EDITOR:
Earlier this month, in a single Sunday edition of the Nevada Appeal, there were three separate articles, each in a different section of the newspaper, but all with the same lessons to be learned. Douglas County can certainly learn some valuable lessons from the information provided.
In the business section was an article titled "Nevada's foreclosure rate leads nation." Nevada, which has been the fastest growing state in the country for decades, has far and away the highest foreclosure rate. The article states: "One in 27 homes in the state was in the foreclosure process, five times the national average."
In addition, Nevada leads the country in highest percentage of home mortgages "underwater," i.e. with negative equity.
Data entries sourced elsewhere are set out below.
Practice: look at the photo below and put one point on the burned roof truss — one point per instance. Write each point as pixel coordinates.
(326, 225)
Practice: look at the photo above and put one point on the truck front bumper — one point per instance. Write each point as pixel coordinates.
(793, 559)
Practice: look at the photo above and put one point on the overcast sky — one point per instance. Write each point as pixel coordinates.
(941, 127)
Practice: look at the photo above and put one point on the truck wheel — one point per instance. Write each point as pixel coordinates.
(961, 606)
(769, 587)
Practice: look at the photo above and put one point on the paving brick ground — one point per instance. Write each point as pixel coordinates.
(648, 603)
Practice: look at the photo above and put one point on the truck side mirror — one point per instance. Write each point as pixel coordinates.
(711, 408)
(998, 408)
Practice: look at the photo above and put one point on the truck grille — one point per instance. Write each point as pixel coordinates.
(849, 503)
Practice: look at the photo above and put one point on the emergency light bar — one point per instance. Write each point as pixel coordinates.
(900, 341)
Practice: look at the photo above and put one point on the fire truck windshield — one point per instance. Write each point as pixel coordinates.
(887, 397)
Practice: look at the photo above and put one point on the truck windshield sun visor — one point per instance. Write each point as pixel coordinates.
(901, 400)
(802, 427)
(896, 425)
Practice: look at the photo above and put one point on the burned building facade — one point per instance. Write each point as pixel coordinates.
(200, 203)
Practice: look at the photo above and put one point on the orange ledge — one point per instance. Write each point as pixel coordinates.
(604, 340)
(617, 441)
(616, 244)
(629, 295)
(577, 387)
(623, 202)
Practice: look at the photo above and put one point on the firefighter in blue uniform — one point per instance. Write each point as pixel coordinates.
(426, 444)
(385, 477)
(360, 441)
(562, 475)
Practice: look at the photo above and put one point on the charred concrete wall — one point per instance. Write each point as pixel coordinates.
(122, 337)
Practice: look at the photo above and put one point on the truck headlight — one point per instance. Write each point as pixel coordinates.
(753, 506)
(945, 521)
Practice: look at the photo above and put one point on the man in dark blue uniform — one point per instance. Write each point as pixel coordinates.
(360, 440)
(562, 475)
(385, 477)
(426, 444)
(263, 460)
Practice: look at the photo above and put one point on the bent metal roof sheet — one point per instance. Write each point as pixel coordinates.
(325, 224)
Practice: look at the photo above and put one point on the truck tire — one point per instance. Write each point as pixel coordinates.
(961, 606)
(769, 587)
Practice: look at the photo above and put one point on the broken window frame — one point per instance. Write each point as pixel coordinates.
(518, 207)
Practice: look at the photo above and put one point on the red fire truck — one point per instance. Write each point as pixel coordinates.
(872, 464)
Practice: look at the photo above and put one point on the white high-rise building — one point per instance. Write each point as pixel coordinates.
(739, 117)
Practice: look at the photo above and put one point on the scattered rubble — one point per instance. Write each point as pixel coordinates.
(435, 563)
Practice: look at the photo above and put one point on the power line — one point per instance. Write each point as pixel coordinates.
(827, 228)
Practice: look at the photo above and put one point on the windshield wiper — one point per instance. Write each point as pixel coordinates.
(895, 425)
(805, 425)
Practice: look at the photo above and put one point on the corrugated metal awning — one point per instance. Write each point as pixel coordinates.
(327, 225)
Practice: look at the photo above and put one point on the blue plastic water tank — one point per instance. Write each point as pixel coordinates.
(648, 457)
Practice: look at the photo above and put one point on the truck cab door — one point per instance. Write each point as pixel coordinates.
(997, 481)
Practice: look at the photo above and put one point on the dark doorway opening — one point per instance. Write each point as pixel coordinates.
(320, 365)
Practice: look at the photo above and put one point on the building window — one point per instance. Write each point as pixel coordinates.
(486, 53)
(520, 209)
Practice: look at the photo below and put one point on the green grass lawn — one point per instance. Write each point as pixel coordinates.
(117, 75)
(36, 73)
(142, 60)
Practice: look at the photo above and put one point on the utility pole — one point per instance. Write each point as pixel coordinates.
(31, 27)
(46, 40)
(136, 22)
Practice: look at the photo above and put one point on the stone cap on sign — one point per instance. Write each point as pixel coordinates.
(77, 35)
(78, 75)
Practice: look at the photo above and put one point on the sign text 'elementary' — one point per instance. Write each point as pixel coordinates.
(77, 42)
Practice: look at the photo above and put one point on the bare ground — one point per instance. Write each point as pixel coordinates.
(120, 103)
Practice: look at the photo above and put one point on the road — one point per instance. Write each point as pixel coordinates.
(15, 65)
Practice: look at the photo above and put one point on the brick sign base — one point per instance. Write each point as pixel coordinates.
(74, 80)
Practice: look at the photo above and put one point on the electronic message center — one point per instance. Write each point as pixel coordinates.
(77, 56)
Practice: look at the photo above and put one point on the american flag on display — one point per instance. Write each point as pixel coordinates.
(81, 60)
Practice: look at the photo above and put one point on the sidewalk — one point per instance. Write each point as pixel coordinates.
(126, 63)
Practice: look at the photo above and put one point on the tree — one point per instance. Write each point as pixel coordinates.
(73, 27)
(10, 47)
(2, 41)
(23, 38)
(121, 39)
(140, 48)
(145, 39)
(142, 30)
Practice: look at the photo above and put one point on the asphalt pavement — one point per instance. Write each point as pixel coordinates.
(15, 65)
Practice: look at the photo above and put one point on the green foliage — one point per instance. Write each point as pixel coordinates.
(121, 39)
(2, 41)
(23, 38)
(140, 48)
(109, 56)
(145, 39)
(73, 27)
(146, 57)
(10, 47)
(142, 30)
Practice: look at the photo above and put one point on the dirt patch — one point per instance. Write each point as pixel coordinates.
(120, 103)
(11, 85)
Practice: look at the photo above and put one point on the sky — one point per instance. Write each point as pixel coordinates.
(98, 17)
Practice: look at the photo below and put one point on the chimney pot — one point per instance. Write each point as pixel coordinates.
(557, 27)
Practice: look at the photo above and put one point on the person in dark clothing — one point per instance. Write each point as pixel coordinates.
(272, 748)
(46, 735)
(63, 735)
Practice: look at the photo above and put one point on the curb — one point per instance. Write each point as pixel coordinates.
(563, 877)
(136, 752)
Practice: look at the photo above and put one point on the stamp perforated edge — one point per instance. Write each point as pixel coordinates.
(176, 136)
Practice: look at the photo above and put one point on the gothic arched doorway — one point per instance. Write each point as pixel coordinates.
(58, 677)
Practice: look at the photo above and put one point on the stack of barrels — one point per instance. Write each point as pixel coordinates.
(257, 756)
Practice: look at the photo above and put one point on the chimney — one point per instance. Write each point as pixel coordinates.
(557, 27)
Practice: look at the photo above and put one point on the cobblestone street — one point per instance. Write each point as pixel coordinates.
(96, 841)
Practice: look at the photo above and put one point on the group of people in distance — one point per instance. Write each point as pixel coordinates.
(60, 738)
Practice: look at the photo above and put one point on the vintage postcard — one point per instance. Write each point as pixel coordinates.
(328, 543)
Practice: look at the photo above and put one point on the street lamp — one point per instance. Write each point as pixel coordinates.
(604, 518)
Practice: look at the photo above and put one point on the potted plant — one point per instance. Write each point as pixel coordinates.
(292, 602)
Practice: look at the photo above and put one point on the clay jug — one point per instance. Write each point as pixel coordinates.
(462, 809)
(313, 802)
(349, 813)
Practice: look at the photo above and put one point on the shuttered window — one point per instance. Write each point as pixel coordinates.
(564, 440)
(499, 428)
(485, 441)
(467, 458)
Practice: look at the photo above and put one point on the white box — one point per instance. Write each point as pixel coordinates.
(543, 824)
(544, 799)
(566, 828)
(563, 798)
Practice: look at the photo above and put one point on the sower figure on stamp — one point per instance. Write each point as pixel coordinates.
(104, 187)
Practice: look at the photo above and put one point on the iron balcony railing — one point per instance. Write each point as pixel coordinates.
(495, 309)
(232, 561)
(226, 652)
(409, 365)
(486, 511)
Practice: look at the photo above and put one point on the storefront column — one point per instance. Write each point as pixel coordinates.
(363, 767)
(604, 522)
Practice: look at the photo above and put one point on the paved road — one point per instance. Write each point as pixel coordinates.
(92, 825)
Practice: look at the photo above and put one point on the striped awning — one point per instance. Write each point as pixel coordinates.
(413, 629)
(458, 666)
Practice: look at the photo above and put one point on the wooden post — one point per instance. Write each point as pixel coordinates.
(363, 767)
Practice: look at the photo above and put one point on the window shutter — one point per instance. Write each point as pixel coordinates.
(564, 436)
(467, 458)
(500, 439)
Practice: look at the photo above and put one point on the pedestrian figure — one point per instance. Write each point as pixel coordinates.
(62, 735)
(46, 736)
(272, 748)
Fifty-five percent of mortgage holders in Nevada owe more on their mortgage than the value of their home, 15 percent higher than in any other state.
The front page article of the paper was: "15.2 percent ... Lyon County struggles with state's worst unemployment rate." Not unrelated is the fact Lyon County has been the fastest growing county in the state this decade, with over 60 percent growth, according to the State Demographer's estimates.
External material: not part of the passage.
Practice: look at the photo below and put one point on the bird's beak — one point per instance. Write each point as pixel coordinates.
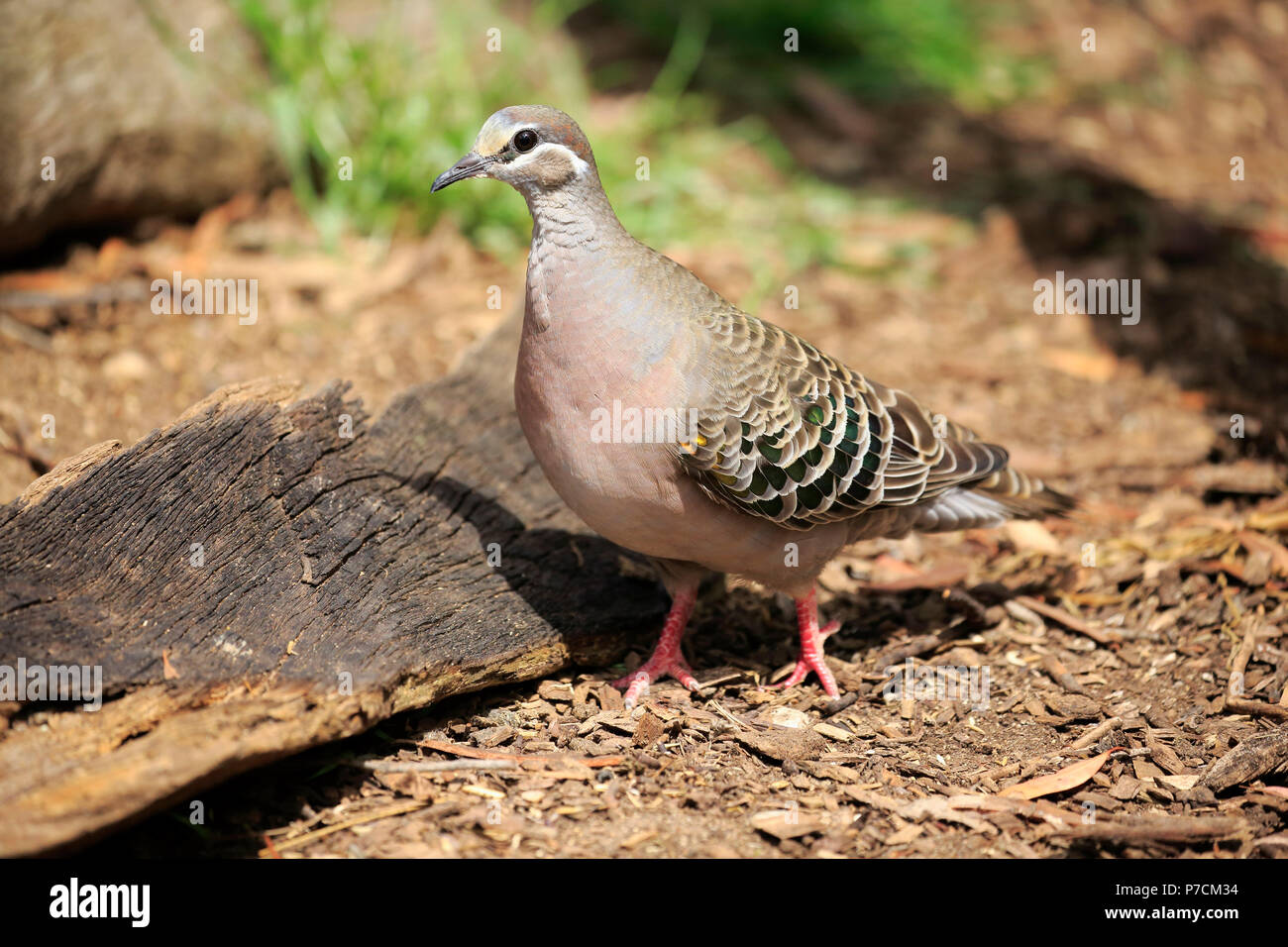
(469, 166)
It stated that: "Lyon County's population growth that fueled construction and the jobs it brought earlier in the decade stopped suddenly last year."
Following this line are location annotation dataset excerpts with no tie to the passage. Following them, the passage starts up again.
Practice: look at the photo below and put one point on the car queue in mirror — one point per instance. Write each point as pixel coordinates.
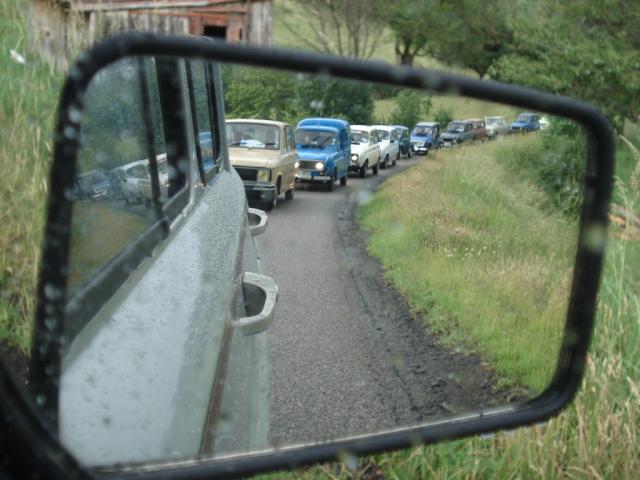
(182, 326)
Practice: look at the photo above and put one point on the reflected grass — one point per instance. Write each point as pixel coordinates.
(469, 245)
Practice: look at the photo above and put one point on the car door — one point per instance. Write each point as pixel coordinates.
(142, 380)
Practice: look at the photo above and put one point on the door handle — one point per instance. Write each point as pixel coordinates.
(258, 221)
(260, 295)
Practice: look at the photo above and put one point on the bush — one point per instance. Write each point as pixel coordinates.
(411, 107)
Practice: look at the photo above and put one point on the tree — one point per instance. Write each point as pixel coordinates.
(588, 50)
(411, 23)
(349, 28)
(471, 34)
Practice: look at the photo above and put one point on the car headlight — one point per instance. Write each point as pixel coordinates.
(264, 175)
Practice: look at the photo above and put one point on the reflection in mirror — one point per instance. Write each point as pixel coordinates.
(440, 292)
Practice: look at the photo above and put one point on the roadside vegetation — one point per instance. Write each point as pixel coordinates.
(28, 100)
(464, 239)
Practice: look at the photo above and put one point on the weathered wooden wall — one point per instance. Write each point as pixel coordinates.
(61, 32)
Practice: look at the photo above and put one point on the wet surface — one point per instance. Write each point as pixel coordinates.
(347, 356)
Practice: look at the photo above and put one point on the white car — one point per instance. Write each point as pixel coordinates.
(365, 150)
(497, 126)
(389, 146)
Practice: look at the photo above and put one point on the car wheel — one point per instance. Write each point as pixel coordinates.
(363, 169)
(289, 194)
(331, 182)
(268, 206)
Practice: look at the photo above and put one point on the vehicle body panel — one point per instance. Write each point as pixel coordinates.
(279, 159)
(389, 147)
(496, 126)
(526, 122)
(425, 136)
(404, 139)
(457, 132)
(334, 154)
(366, 153)
(479, 131)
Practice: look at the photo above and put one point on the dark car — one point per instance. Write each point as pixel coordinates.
(425, 136)
(479, 131)
(526, 122)
(457, 132)
(404, 140)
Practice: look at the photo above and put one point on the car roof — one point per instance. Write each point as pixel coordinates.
(331, 122)
(272, 123)
(366, 128)
(319, 128)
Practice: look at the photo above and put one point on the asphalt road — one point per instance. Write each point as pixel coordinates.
(346, 355)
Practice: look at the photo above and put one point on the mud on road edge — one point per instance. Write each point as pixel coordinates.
(436, 379)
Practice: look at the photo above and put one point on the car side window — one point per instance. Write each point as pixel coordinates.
(202, 107)
(116, 193)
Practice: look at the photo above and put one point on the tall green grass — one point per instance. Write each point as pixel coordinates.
(28, 100)
(465, 241)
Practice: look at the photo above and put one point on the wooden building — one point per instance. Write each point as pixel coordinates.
(60, 29)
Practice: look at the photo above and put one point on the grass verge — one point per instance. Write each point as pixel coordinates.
(465, 240)
(28, 99)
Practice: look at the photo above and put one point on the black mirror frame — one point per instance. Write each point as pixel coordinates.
(23, 430)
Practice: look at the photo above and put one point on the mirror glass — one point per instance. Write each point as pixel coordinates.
(422, 246)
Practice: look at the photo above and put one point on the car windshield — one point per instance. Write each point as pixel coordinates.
(139, 171)
(455, 127)
(92, 179)
(359, 136)
(253, 135)
(421, 131)
(383, 135)
(314, 138)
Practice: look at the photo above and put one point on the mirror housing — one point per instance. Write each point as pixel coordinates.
(20, 417)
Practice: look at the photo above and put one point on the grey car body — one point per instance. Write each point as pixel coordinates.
(174, 364)
(458, 131)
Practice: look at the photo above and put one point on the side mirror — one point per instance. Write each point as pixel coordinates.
(159, 348)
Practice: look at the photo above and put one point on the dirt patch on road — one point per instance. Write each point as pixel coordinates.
(438, 380)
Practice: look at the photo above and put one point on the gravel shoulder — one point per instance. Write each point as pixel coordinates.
(347, 354)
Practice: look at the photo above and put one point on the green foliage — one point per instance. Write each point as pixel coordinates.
(411, 107)
(443, 116)
(411, 23)
(560, 170)
(587, 50)
(261, 93)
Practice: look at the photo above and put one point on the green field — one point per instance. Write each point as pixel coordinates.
(464, 240)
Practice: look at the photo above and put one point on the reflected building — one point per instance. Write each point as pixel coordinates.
(60, 29)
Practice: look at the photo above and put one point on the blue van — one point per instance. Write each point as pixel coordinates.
(324, 148)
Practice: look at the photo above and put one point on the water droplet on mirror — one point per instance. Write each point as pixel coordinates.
(51, 292)
(50, 323)
(70, 133)
(75, 115)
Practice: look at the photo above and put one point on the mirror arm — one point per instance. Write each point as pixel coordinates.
(262, 218)
(254, 282)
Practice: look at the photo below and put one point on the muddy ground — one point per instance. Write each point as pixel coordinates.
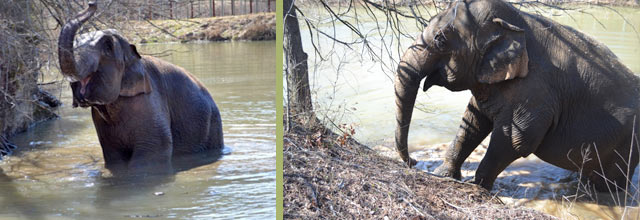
(332, 176)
It continued that "the county didn't have an industrial base to fall back on," and that "the county has cut services as much as possible ... and the level of service in the county is below national standards due to a lack of funds."
Likewise, Nye County, with the Nevada's second highest growth rate this decade (over 45 percent), had the state's second highest unemployment rate. Douglas County, with Nevada's fourth highest growth rate, had the state's fourth highest unemployment rate. I think you see the trend here.
The third article was about how some communities in the country have managed to escape the recent housing and financial crisis relatively unscathed. It focused in part on Fayetteville, N.C., where home values actually climbed 6.9 percent last year. It talked about how Fayetteville had managed to avoid some of the "practices that caused home prices to boom and bust in other parts of the country." They credited a strong local economy not overly reliant on residential growth, and a local real estate market that "never really got out of whack."
There are several lessons that can be learned from the above articles that should be helpful to all communities, including Douglas County. They include:
1) Every boom is inevitably followed by a bust. The bigger they come, the harder they fall.
2) Residential growth needs to follow job growth, not be the primary creator of job growth (see No. 1).
3) Residential growth needs to progress in a steady, stable fashion. Excessive growth is not sustainable.
Hopefully, when the local economy recovers (and it will), our county commissioners, county staff, and the residents of the county will have learned these important lessons. We can only hope.